A: A SLAP tear, which stands for superior labrum, anterior to posterior, is a common injury to the labrum. More specifically, the top (superior) part of the labrum is torn from front (anterior) to back (posterior). SLAP tears can result from a single incident, such as falling on an outstretched arm or shoulder, or from regularly doing lots of overhead activities. Sports like baseball and tennis, and professions that involve lifting heavy objects can all increase the likelihood of a SLAP tear. Typical symptoms include a sensation of locking, popping, or catching, pain with many movements of the shoulder, especially lifting heavy objects overhead, and reduced shoulder strength and range of motion.

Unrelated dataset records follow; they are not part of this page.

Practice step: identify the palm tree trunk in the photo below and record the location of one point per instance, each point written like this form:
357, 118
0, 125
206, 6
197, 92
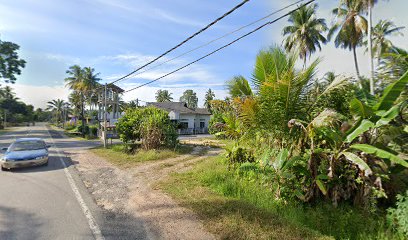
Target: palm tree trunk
370, 48
356, 65
83, 115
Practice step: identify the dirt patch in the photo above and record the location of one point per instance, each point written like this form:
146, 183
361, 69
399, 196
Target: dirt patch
132, 191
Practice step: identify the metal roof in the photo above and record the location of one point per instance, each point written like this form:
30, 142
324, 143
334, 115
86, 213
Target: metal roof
180, 107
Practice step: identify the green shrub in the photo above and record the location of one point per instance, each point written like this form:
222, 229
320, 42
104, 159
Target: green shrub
69, 126
238, 154
93, 130
86, 132
398, 217
151, 125
216, 124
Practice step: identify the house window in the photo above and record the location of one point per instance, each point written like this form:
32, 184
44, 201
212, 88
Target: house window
183, 125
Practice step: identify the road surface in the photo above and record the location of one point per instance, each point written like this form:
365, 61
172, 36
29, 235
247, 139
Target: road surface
51, 202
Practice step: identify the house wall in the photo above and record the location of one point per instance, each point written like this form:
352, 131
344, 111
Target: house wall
187, 118
174, 115
195, 119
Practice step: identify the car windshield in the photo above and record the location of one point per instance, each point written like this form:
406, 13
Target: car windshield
27, 145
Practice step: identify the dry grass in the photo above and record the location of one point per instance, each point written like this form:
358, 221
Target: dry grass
116, 154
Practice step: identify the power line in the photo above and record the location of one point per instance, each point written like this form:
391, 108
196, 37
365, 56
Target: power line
210, 42
186, 40
218, 49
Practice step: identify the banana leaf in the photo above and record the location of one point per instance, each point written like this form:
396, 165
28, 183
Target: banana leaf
359, 108
364, 126
391, 93
358, 161
380, 153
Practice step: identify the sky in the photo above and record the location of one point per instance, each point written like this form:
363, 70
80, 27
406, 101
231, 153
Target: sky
117, 36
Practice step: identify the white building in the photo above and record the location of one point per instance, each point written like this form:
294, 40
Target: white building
192, 121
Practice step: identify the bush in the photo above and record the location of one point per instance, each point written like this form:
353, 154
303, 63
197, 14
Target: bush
238, 154
151, 125
93, 131
398, 217
69, 126
86, 129
216, 123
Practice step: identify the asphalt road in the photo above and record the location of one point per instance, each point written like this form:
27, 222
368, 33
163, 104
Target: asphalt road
51, 202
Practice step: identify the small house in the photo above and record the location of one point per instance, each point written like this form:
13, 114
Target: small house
190, 121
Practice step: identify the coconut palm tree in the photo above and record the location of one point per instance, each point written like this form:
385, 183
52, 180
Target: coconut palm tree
381, 44
57, 107
238, 86
190, 98
82, 81
305, 33
163, 96
350, 27
209, 96
8, 93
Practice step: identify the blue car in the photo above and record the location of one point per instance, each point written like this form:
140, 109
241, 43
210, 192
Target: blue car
25, 152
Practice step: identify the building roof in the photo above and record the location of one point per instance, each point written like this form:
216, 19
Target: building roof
180, 107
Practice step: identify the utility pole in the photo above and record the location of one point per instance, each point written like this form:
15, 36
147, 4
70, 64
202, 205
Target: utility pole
5, 118
104, 117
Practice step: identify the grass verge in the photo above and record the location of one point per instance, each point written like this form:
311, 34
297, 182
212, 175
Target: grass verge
234, 208
116, 154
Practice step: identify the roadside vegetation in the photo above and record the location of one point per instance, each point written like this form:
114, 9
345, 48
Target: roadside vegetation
147, 134
119, 154
310, 157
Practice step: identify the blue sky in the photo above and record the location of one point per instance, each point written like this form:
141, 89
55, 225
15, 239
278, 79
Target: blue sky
116, 37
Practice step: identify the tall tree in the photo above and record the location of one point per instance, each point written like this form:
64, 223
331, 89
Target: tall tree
163, 96
238, 86
380, 43
10, 63
57, 107
305, 34
350, 27
209, 96
82, 81
190, 98
8, 93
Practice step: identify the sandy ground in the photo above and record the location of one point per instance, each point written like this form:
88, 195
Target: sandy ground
131, 191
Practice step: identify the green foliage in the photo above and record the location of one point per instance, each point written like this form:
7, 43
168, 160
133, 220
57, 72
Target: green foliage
163, 96
190, 98
10, 63
305, 34
398, 217
239, 154
391, 93
238, 86
151, 125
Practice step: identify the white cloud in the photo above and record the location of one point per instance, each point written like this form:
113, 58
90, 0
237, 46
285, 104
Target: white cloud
147, 94
38, 96
193, 74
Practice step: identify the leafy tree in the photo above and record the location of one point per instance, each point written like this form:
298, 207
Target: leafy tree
151, 125
209, 96
381, 31
83, 81
163, 96
393, 64
10, 63
56, 106
350, 27
305, 34
190, 98
238, 86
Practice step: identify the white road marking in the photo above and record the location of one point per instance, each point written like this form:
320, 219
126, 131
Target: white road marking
91, 220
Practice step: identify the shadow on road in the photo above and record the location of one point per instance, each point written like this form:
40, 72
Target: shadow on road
17, 224
53, 164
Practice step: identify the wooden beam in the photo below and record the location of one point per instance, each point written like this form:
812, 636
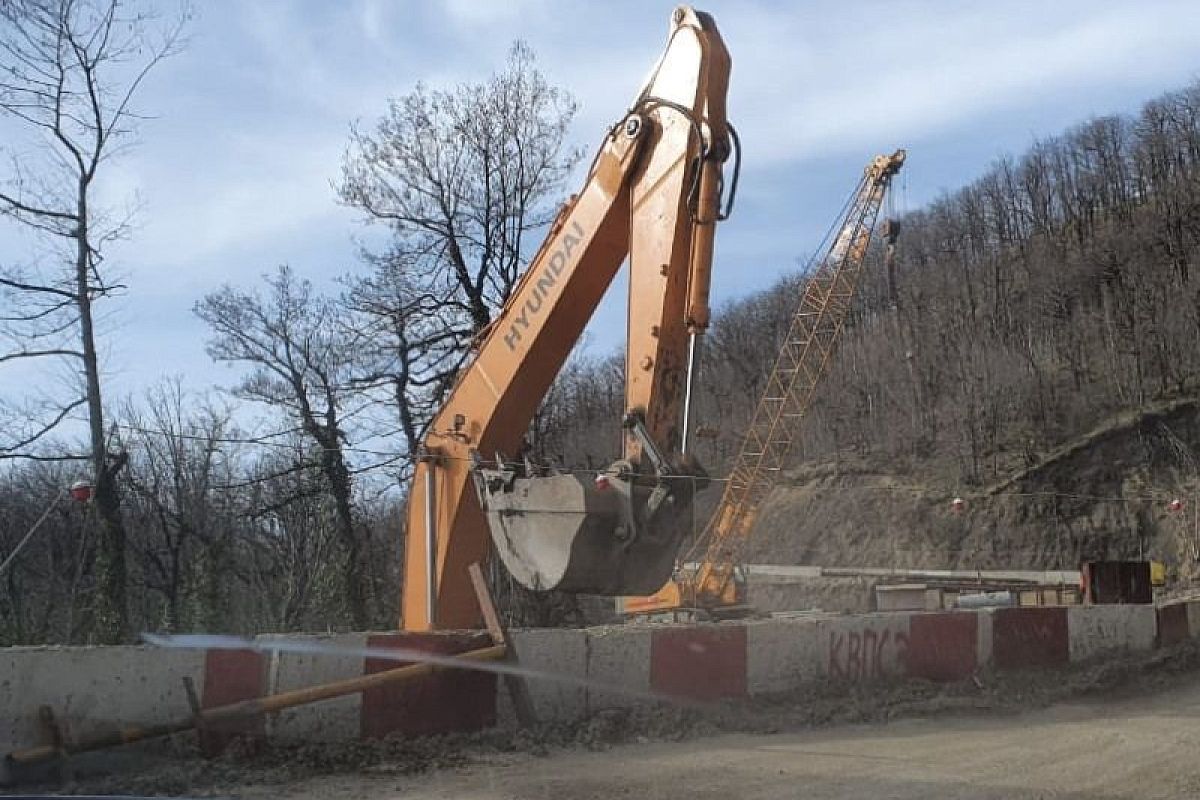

Q: Which other shoulder diagnoses are common?
A: Here are four other common shoulder conditions:
- Shoulder bursitis: a bursa is a fluid-filled sac that acts as a cushion to prevent structures from rubbing against each other; the subacromial bursa in the shoulder is the largest bursa in the body, and when it becomes inflamed—often from regularly performing too many overhead activities—the result is shoulder bursitis; the most common symptom is pain at the top, front, and outside of the shoulder that gets worse with sleeping and overhead activity
- Frozen shoulder: a condition that occurs when scar tissue forms within the shoulder capsule, another structure that helps to keep the shoulder stable; this causes the shoulder capsule to thicken and tighten around the shoulder joint, which means there is less room for the shoulder to move normally, eventually causing it to “freeze;” symptoms include pain and stiffness that makes it difficult or impossible to move the
- Shoulder dislocation: an injury in which the humerus pops out of the glenoid; this is typically due to a forceful motion, and the dislocation can be either partial or complete; symptoms include pain, swelling, and difficulty moving the shoulder
- Calcific tendinitis: a condition in which small deposits of calcium form within the tendons of the rotator cuff; calcific tendinitis is most often seen in individuals between the ages of 30–60 years, and the reasons it occurs are not entirely understood; in most cases it does not cause symptoms, but can lead to severe pain if the calcium deposits get bigger or become inflamed
Q: Am I at risk for frozen shoulder?
A: Frozen shoulder affects up to 5% of the population, but it’s not completely clear why it develops. There are, however, certain factors that may increase one’s risk for getting it, such as not moving the shoulder for a long period of time—due to a recent injury, surgery, or pain—being between ages of 40–60, female, or having arthritis, diabetes, or cardiovascular disease. Therefore, your risk could be higher if you fit into any of these categories, but predicting whether you will get frozen shoulder is difficult.